Rather than using technology to substitute old processes, we need to use the opportunities presented by digital and data to redefine the processes of care. This means following in the footsteps of patients, and working with them – and clinicians and caregivers – to redesign digital-first pathways of care that cater for everyone’s needs.
An EHR is not enough. We have to work out what data is needed, when, by whom, and in what scenarios. End-to-end systems that cut across health and care can enable more informed care and efficient patient flow; they can provide real-time data to train the algorithms that will be vital in planning and managing future care provision.
A digitally-empowered workforce is required to drive this change. Data scientists are urgently needed, and we must continue to grow the clinical technologist community. The emergence of digital boards, and the professionalisation of informatics, is essential to help sustain progress and ensure that the profession grows with new ideas, new cultures and new ways of working.
Taken together, these are all ambitions that the health-tech community knows are achievable. Now they need to be co-ordinated to create sustainable, large scale transformational change, and evolve the NHS from being a sickness service to one that has capacity to keep people well.
Collaboration, capability and investment will underpin sustainable change
System-level collaboration and leadership – of the type we have seen during the crisis – are the vital elements of infrastructure required to support user-centred health and social care, and to co-ordinate these digital advances.
Integrated care systems (ICSs) and sustainability and transformation partnerships have the impetus to lead the country into the next wave of innovation and transformation. As NHS Confederation said in its recent report involving ICS leaders, it’s Time To Be Radical.
Many such organisations have been working across care boundaries in response to the coronavirus, and those with digitally-mature components, such as global digital exemplar sites, were often seen delivering some of the most effective developments.
To carry on in this spirit, these organisations will need the capacity and capability to enhance their collective digital maturity, and to work with the communities they represent; this will help identify the technology required and deliver the necessary business change.

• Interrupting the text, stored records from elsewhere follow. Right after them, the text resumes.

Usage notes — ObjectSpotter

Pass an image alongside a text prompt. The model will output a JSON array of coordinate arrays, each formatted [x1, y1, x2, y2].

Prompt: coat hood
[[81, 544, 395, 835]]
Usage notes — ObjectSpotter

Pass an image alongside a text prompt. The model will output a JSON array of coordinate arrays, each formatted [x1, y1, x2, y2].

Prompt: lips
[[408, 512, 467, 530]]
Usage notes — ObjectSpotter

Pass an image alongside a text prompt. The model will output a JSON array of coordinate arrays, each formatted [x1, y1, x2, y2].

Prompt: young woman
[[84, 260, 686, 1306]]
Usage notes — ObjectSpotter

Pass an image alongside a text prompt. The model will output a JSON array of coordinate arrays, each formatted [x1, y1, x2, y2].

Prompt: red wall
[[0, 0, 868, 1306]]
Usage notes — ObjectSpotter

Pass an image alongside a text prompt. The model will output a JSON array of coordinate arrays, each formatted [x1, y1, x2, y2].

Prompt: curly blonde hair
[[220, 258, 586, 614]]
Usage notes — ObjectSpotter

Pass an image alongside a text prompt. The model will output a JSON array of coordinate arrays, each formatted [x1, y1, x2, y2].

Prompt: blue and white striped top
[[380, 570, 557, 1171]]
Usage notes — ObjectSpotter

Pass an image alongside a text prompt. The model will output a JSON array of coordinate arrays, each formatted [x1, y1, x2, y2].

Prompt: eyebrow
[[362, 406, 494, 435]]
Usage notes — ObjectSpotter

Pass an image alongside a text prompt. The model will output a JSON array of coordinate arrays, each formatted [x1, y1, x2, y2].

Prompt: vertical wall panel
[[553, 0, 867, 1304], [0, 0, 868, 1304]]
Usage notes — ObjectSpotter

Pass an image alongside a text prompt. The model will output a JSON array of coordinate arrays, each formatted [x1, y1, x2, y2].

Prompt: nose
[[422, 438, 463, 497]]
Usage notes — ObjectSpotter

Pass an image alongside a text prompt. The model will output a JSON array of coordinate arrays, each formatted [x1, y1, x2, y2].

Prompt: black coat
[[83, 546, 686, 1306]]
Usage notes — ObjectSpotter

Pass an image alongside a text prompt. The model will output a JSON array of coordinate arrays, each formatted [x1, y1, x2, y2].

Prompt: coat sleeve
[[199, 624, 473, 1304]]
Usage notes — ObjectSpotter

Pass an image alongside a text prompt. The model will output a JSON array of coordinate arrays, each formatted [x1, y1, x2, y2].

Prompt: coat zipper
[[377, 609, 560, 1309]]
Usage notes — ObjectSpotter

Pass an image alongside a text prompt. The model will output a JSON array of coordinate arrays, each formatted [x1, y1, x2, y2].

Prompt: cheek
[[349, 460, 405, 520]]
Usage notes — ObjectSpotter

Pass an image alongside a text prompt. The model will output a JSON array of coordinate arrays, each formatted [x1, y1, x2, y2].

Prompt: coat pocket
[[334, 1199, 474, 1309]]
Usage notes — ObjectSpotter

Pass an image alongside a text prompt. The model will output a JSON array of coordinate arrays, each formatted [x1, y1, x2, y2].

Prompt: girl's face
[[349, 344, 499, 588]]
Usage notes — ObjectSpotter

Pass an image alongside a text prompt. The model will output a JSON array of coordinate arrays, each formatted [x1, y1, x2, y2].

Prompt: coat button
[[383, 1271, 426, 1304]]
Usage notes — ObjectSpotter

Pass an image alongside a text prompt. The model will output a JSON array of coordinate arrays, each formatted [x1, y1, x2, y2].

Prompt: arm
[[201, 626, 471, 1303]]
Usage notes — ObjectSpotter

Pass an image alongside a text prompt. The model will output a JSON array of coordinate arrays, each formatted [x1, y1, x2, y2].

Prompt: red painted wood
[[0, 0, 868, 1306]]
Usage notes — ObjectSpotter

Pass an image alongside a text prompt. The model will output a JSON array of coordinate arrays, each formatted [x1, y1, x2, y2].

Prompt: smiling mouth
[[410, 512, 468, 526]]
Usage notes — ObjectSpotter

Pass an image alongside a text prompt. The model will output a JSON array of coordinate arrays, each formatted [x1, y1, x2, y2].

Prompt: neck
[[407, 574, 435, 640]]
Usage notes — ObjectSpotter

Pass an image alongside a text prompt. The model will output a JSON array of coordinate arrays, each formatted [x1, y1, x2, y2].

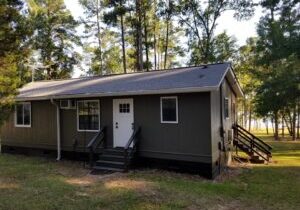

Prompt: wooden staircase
[[87, 128, 141, 172], [233, 124, 272, 163]]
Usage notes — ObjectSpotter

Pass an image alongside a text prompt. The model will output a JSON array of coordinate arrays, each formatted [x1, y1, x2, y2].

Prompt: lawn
[[0, 136, 300, 210]]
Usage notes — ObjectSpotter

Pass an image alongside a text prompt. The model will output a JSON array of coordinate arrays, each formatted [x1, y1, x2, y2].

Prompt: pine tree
[[29, 0, 80, 79], [0, 0, 28, 125]]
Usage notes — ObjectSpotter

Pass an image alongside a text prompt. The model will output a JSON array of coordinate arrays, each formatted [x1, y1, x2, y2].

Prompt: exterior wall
[[211, 79, 237, 177], [134, 93, 211, 163], [1, 92, 212, 164], [1, 101, 56, 149]]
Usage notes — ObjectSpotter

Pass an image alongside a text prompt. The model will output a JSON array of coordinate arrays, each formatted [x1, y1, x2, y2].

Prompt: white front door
[[113, 98, 134, 147]]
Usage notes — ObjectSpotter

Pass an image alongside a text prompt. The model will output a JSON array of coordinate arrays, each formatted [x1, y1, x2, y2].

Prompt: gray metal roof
[[17, 63, 243, 101]]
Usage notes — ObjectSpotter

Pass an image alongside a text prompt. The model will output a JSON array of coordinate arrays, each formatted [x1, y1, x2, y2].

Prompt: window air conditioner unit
[[60, 99, 76, 109]]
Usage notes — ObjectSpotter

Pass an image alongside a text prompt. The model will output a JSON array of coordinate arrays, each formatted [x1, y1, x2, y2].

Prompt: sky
[[64, 0, 262, 77]]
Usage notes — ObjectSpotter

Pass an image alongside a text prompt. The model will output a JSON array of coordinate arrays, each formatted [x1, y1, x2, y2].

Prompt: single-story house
[[1, 63, 243, 178]]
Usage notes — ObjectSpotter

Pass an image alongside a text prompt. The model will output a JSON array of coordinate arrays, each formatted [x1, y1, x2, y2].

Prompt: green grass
[[0, 136, 300, 210]]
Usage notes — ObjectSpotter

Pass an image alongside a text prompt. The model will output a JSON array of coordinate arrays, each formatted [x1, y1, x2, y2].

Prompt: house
[[1, 63, 243, 178]]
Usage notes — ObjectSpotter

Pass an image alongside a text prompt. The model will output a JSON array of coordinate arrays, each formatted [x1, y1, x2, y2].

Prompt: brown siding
[[1, 101, 56, 149], [134, 93, 211, 163], [2, 93, 212, 163], [211, 80, 236, 176]]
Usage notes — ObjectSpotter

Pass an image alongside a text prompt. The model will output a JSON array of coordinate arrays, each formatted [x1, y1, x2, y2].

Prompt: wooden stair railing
[[124, 127, 141, 171], [233, 124, 272, 162], [86, 127, 106, 168]]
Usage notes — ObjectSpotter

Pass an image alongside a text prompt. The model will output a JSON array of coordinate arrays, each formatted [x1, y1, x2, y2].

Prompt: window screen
[[161, 97, 178, 123], [78, 101, 100, 131], [15, 103, 31, 127]]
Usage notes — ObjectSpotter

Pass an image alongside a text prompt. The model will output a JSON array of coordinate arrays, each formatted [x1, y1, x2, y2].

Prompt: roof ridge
[[28, 62, 231, 84]]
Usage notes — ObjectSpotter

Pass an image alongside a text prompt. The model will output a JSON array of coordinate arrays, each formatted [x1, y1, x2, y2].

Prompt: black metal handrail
[[238, 131, 271, 155], [233, 124, 272, 161], [86, 127, 106, 168], [234, 135, 269, 161], [124, 127, 141, 170]]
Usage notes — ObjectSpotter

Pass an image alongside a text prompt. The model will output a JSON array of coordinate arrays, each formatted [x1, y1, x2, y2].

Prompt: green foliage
[[190, 31, 237, 65], [29, 0, 81, 79], [177, 0, 253, 65]]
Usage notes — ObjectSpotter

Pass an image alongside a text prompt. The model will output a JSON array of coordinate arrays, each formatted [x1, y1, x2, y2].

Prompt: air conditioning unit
[[60, 99, 76, 109]]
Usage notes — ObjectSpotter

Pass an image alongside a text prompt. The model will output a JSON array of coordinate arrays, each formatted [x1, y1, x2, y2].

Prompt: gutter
[[50, 98, 61, 161], [16, 85, 219, 101]]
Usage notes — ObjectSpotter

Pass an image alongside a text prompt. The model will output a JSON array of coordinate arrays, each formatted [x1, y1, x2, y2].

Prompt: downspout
[[51, 98, 61, 161]]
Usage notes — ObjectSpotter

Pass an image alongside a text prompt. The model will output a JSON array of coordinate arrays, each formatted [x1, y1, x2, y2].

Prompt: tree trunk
[[121, 15, 127, 74], [283, 115, 292, 135], [281, 115, 284, 138], [243, 99, 247, 128], [157, 34, 161, 70], [293, 105, 297, 141], [248, 104, 252, 132], [136, 0, 143, 71], [153, 31, 157, 70], [271, 117, 275, 135], [265, 119, 269, 135], [96, 0, 103, 74], [274, 112, 279, 140], [164, 17, 169, 69], [297, 100, 300, 139], [144, 8, 149, 71]]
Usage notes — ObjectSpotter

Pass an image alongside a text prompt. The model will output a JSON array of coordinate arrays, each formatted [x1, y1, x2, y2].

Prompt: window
[[160, 96, 178, 123], [60, 100, 69, 109], [60, 99, 76, 109], [77, 100, 100, 131], [15, 102, 31, 127], [224, 98, 229, 119], [119, 104, 130, 113]]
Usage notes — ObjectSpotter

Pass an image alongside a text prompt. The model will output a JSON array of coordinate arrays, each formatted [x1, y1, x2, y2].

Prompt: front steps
[[233, 124, 272, 163], [93, 147, 133, 172]]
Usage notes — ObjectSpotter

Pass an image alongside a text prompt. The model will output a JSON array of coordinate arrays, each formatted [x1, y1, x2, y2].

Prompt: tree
[[0, 0, 29, 125], [190, 31, 237, 64], [177, 0, 253, 65], [235, 37, 258, 131], [79, 0, 103, 75], [29, 0, 80, 79], [256, 0, 300, 139], [104, 0, 130, 73]]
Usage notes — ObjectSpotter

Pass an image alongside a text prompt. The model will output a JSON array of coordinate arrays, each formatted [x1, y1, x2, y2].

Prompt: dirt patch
[[0, 179, 20, 190], [55, 161, 90, 177], [66, 173, 123, 186], [104, 177, 154, 192]]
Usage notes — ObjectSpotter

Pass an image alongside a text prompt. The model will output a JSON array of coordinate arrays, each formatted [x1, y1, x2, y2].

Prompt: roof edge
[[16, 86, 219, 102], [218, 64, 244, 97]]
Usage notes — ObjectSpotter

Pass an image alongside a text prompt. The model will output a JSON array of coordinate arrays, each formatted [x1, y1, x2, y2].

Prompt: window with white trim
[[15, 102, 31, 127], [77, 100, 100, 131], [160, 96, 178, 123], [224, 98, 229, 119]]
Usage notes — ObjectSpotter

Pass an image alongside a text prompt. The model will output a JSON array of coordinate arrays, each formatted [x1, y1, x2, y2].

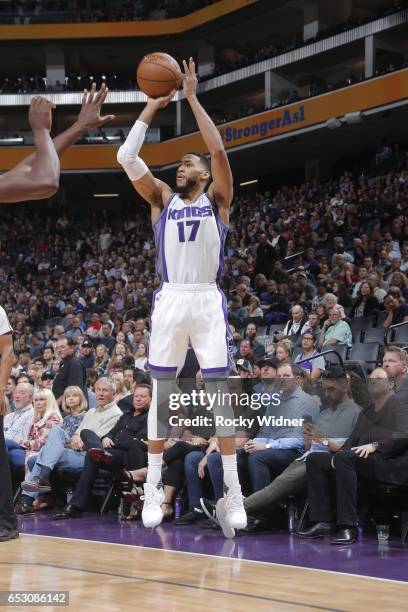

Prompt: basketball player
[[0, 83, 113, 542], [118, 58, 247, 530], [0, 97, 60, 542]]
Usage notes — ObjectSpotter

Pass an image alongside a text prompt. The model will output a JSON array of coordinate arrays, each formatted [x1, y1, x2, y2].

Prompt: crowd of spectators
[[0, 142, 408, 543], [0, 0, 218, 24]]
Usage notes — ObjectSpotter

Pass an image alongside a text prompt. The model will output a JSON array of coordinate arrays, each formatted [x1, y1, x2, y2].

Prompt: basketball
[[136, 53, 182, 98]]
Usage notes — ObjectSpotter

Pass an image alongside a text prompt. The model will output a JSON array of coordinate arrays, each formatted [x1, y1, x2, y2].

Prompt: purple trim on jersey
[[147, 361, 177, 372], [152, 193, 175, 282], [209, 285, 234, 374], [215, 215, 228, 282]]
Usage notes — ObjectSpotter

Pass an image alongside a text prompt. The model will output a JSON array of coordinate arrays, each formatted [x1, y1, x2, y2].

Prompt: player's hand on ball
[[28, 96, 55, 132], [147, 89, 176, 110], [77, 83, 115, 130], [183, 57, 198, 98]]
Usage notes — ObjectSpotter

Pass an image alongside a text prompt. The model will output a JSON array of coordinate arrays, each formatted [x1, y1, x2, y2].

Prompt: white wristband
[[117, 120, 149, 181]]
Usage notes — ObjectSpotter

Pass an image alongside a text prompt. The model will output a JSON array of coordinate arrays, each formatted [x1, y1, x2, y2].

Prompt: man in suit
[[298, 360, 408, 544]]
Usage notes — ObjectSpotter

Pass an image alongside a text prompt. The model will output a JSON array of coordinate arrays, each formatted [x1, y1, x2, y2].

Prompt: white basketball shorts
[[148, 283, 233, 378]]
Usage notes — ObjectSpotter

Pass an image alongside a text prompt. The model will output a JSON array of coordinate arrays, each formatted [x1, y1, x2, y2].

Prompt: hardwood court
[[0, 535, 408, 612]]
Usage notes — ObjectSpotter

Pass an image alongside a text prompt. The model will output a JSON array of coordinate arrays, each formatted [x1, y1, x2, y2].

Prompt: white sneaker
[[215, 496, 235, 539], [140, 482, 164, 528], [225, 485, 247, 529]]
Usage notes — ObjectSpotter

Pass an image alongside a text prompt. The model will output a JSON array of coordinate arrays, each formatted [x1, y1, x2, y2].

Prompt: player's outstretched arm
[[0, 97, 60, 203], [10, 83, 115, 172], [117, 91, 175, 223], [183, 57, 234, 224]]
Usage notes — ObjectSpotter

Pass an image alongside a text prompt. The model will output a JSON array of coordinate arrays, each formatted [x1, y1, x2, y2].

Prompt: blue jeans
[[24, 427, 86, 498], [6, 438, 25, 467], [248, 448, 300, 492], [184, 451, 204, 510]]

Progress will require revitalising, and accessing, skillsets such as programme management, integration and process optimisation. In order to continually improve and redefine the process of care we can expand digital leadership and literacy to develop the skills and knowledge required.
Ongoing investment in infrastructure is also required. The NHS Long Term Plan has tasked hospitals with reaching a ‘core level of digitisation’ – this needs to be looked at from a regional level, so that all those who provide care have the data they need.
Of course, there are practical and financial challenges to developing this infrastructure, as was covered in the recent NAO report into the digital transformation of the NHS. However, these challenges can be overcome; some, for example, may see the Health Infrastructure Programme investment as a way of turning shovel-ready hospitals into clicks-and-mortar centres of care excellence.
Build business better than usual
If those at the forefront of integrated care are looking to build a coherent future that is ‘system by default’, then we must leverage technology and collaboration to make sure that ‘digital by default’ is part of that vision – and approaches it in an inclusive way.
It is time to build business better than usual, and better than ever before. We can ensure that clinicians and citizens are the architects of joined-up care. We can use the right skills and technology to deliver sustainable change.
We have all been in this together, throughout the pandemic. Whether health, care and wellness are accessed at home, on the high street or in hospital, we need to carry on together, and work ever more closely with those leading the long-needed integration of care.